A judge heard arguments Monday in a case filed by two environmental watchdog groups, who allege the Health Council did not give proper notice for a meeting it held about radioactive waste rules and ask that the rules be voided and the meeting be re-held.
South Central District Judge Thomas Schneider said he would issue an opinion on whether to proceed to trial or dismiss the case.
The regulations decided on at the Aug. 11 meeting raised the acceptable levels of radioactivity that can be disposed in state landfills.
At the hearing, an attorney for the Health Council conceded the agency had not given proper notice of the meeting, but argued the meeting doesn't need to be done over. The Health Council already complied with an official opinion from the state attorney general by providing minutes of the meeting after the fact. He noted that five days' notice had been given, and some people had come to speak at the meeting.
"No one was deprived of the ability to attend the meetings. They just weren't noticed correctly," said Jeff Petrie, an assistant attorney general.
Petrie also argued that because it was a meeting not a hearing, people had a right to be present but not necessarily to testify. People had made comments in the past at properly noticed hearings.

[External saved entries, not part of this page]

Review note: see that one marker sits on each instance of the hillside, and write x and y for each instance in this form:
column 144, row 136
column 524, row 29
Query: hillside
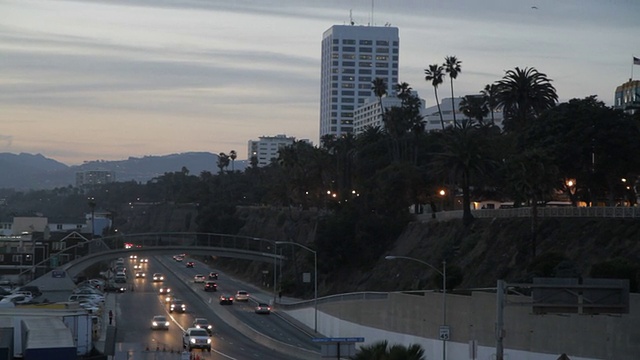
column 476, row 256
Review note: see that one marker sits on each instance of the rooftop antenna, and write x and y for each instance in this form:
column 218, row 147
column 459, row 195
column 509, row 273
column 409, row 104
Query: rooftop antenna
column 372, row 13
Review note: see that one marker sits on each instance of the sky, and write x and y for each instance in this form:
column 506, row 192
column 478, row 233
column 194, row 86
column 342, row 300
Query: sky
column 106, row 80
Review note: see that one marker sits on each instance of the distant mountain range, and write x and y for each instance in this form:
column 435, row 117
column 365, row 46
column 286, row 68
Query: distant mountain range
column 27, row 171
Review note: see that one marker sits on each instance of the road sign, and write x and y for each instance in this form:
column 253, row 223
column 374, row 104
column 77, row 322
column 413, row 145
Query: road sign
column 444, row 332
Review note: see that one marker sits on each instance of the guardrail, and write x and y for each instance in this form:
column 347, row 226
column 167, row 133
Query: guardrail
column 593, row 212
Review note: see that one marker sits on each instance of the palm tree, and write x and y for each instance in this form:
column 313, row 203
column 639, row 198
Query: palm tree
column 452, row 67
column 379, row 87
column 381, row 351
column 233, row 155
column 489, row 95
column 435, row 74
column 523, row 94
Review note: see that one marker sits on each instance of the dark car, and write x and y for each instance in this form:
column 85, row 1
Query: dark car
column 226, row 299
column 210, row 286
column 34, row 290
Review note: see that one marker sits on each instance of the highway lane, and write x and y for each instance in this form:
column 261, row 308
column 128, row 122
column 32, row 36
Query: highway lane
column 137, row 307
column 275, row 326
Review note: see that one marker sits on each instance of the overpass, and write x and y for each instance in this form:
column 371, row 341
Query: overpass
column 87, row 253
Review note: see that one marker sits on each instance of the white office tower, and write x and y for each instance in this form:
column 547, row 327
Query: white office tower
column 352, row 57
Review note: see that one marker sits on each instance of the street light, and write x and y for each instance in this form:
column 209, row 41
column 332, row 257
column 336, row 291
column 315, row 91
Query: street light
column 443, row 273
column 315, row 271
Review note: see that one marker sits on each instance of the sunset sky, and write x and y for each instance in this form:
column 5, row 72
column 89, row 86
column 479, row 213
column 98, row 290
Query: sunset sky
column 106, row 80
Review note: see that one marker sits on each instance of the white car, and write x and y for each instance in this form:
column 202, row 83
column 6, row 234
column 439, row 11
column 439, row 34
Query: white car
column 242, row 295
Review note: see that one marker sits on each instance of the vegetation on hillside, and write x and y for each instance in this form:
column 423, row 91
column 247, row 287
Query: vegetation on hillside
column 362, row 186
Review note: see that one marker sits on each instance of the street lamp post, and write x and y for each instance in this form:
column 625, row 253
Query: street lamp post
column 315, row 281
column 443, row 273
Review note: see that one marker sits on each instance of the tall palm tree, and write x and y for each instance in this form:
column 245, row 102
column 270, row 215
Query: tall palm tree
column 435, row 74
column 233, row 155
column 379, row 88
column 489, row 96
column 523, row 94
column 452, row 67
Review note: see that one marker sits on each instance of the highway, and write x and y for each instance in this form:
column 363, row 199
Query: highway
column 136, row 308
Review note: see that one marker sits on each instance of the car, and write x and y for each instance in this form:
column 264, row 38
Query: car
column 113, row 287
column 263, row 308
column 177, row 305
column 242, row 295
column 226, row 299
column 195, row 338
column 210, row 286
column 35, row 291
column 202, row 323
column 159, row 322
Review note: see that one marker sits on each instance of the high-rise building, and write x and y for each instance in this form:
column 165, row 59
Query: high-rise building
column 266, row 148
column 627, row 97
column 352, row 57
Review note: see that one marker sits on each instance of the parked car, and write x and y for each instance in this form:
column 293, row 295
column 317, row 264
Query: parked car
column 263, row 308
column 159, row 322
column 35, row 291
column 242, row 295
column 202, row 323
column 226, row 299
column 210, row 286
column 194, row 338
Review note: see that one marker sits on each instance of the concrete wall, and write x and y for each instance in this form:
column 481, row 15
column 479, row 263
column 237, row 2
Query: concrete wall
column 409, row 319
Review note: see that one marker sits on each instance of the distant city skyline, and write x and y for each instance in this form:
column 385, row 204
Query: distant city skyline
column 106, row 80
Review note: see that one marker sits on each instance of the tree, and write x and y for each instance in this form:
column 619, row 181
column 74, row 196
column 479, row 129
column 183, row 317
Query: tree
column 435, row 74
column 382, row 351
column 452, row 67
column 233, row 155
column 523, row 94
column 463, row 155
column 489, row 96
column 223, row 161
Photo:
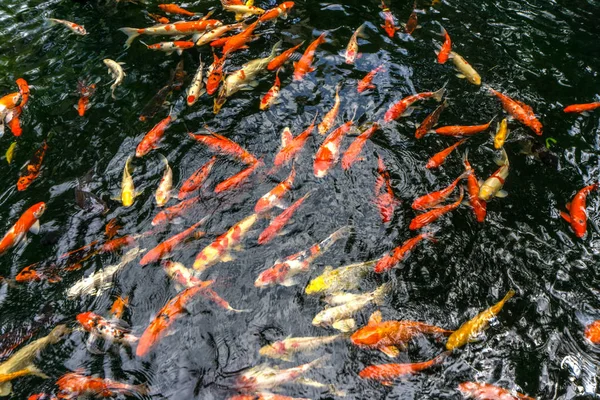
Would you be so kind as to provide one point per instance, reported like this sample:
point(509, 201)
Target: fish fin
point(390, 351)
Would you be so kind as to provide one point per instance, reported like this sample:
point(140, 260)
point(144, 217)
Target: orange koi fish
point(150, 140)
point(291, 146)
point(439, 158)
point(429, 122)
point(220, 144)
point(236, 180)
point(197, 179)
point(431, 200)
point(29, 221)
point(73, 385)
point(353, 151)
point(386, 373)
point(280, 221)
point(164, 319)
point(580, 108)
point(389, 261)
point(577, 216)
point(366, 82)
point(485, 391)
point(32, 171)
point(270, 97)
point(175, 9)
point(329, 152)
point(401, 108)
point(165, 248)
point(427, 218)
point(274, 196)
point(281, 10)
point(220, 249)
point(281, 59)
point(520, 111)
point(304, 66)
point(459, 130)
point(387, 336)
point(170, 213)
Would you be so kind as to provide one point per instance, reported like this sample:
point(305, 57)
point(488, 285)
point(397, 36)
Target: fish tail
point(131, 33)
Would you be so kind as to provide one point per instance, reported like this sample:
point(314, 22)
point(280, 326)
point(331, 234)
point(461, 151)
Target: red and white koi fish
point(439, 158)
point(219, 250)
point(280, 221)
point(283, 272)
point(366, 82)
point(304, 66)
point(576, 215)
point(353, 151)
point(432, 200)
point(433, 215)
point(29, 221)
point(274, 196)
point(401, 108)
point(197, 179)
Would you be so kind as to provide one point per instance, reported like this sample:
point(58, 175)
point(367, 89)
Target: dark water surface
point(544, 53)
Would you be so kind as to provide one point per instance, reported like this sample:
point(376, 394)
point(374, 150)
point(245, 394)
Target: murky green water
point(544, 53)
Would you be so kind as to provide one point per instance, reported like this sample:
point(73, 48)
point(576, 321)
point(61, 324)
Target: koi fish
point(501, 134)
point(366, 82)
point(464, 68)
point(287, 348)
point(238, 179)
point(401, 108)
point(352, 48)
point(197, 179)
point(340, 317)
point(283, 272)
point(331, 115)
point(175, 9)
point(304, 66)
point(461, 130)
point(281, 10)
point(291, 146)
point(281, 59)
point(74, 385)
point(478, 205)
point(219, 250)
point(32, 171)
point(271, 96)
point(582, 108)
point(220, 144)
point(474, 327)
point(164, 319)
point(196, 87)
point(492, 187)
point(484, 391)
point(163, 192)
point(445, 50)
point(519, 111)
point(29, 221)
point(353, 151)
point(175, 29)
point(329, 151)
point(116, 71)
point(390, 260)
point(165, 248)
point(388, 336)
point(576, 211)
point(386, 373)
point(280, 221)
point(76, 29)
point(427, 218)
point(439, 158)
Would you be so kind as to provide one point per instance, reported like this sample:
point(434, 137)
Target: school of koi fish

"The Health Council wanted to be as transparent as possible," Petrie said of allowing testimony at the contested meeting.
Sarah Vogel, who represents the North Dakota Energy Industry Waste Coalition and the Dakota Resource Council, argued that the Attorney General's opinion was unpersuasive and needed to be reviewed by the court. Vogel said an appropriate remedy would be to re-convene the meeting. Minutes only tell you what happened at a meeting, she argued.
"It defies common sense," Vogel said.
Vogel said people were harmed by the failure to give proper notice.
Several people filed affidavits in the case, saying they would have appeared and spoken about the way the radioactive waste would affect their health and land and property values.
Vogel also said there were factual matters that required a trial to resolve, including when the agenda for the meeting was set and whether people were harmed.
She said the attorney general has allowed a re-do of a meeting in other cases.